Notice that this is still reliant on look up tables of words and so companies using these techniques are only able to work in languages for which they have linguistic resources. If a sentiment analysis company tells you that they work in x number of languages, or just one language, at heart this is what they're doing.

They look for the keywords you give them in sentences they've harvested from a pre-defined list of Web sites and when they get a match, they assess the polarity of the sentences and present it as a bunch of (usually very impressive) graphics. It's easy to do, looks very good and can be offered as a low-price service. Many successful sentiment analysis business are built on this model and it provides exactly what some marketeers are looking for especially if they want instant results.

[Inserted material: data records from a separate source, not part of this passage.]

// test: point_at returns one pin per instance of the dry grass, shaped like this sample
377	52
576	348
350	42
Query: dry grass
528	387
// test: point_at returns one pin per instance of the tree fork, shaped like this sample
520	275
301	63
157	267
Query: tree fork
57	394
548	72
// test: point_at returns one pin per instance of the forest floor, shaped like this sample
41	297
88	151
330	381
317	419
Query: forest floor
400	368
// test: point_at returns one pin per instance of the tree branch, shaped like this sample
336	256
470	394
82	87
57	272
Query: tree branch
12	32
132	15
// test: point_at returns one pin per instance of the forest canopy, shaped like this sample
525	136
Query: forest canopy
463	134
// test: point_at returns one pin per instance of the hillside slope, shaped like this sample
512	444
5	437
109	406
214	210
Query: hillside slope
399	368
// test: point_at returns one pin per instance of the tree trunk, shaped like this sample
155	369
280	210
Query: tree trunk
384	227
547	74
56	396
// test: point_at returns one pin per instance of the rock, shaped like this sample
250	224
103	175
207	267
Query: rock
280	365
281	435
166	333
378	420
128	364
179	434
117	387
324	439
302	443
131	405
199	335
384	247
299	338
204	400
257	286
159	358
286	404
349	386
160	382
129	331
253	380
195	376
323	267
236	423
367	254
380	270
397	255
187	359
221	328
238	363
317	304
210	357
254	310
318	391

I suggest we call it Sentiment Polarity Analysis.

Machine Learning

Machine learning is a more robust approach that doesn't depend on pre-defined lists of words. Essentially you give a machine the ability to recognise patterns, the frequency with which certain words appear, word orders, even accuracy of grammar. For example, hate speech (pro-Nazi, white supremacist stuff etc.) includes a lot of BOLD words in CAPITALS and is almost always full of grammatical errors (hardly surprising of people ignorant enough to spout such vile nonsense).

Training a machine means identifying a bunch of examples that have something in common such as being a positive film review, a complaint about insurance or expressing a worry about a health issue.

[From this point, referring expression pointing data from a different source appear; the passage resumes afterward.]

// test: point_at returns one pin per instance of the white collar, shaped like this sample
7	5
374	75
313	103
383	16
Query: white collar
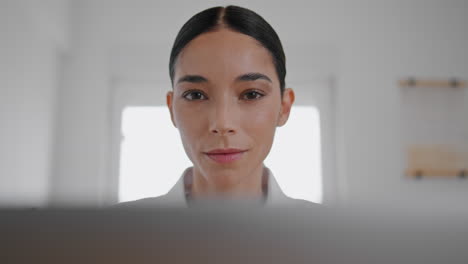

Language independence is a great advantage here since the machine doesn't need to include any knowledge of the words themselves. All you need are people who speak different languages who can gather the original training corpus.

But there's a limiting factor here — the business model. Companies that offer Sentiment Polarity Analysis give clients a dashboard that they can log in to, type in some key words and instantly see graphics representing a variety of things such as changes in sentiment over different time periods. It looks really good in a presentation and is very cost effective. To compete with this, companies that use machine learning have a bunch of classifiers that work in different sectors and so ultimately it's much the same process. The client enters a keyword, the machine looks for the keyword, and then runs the appropriate classification engine to work out whether a relevant comment is positive or negative.

You can add bells and whistles to this of course and provide richer services for clients but the key aspect here is that the classifiers exist before the client asks a question.

I'm having difficulty thinking of a terms for this. Generic Sentiment Analysis? ML Sentiment Analysis? Domain Sentiment Analysis? None of them sound good. In the end I think this approach probably could be the one that gets the actual title of simply "Sentiment Analysis."

Custom Sentiment Analysis from i-sieve

And so to what the company I represent in Britain does which I'm suggesting we call Custom Sentiment Analysis.

Our system is based on machine learning but it's what we teach the machines that makes us stand out. For each customer we teach machines to look for answers to the specific question they asked. So rather than simple positive and negative polarity around a given set of keywords, we build machines that identify relevant comments and then classify them according to why they feel positive or negative towards something. What are they unhappy about? Why do they prefer the competitor? and so on.

Another difference is that we don't analyse the content we've harvested from a pre-defined list of Web sites. Once we've trained the machine to answer the question, we crawl the Web itself and then give the client the data: the URL of the comment, the comment itself and other information, notably about a given comment's impact, a measure of how widely it was read.

It's much more of a strategic tool than a tactical quick assessment of public perception of a brand.

I guess the elevator reached your floor a long time ago but, well, that's why I have difficulty explaining what I do.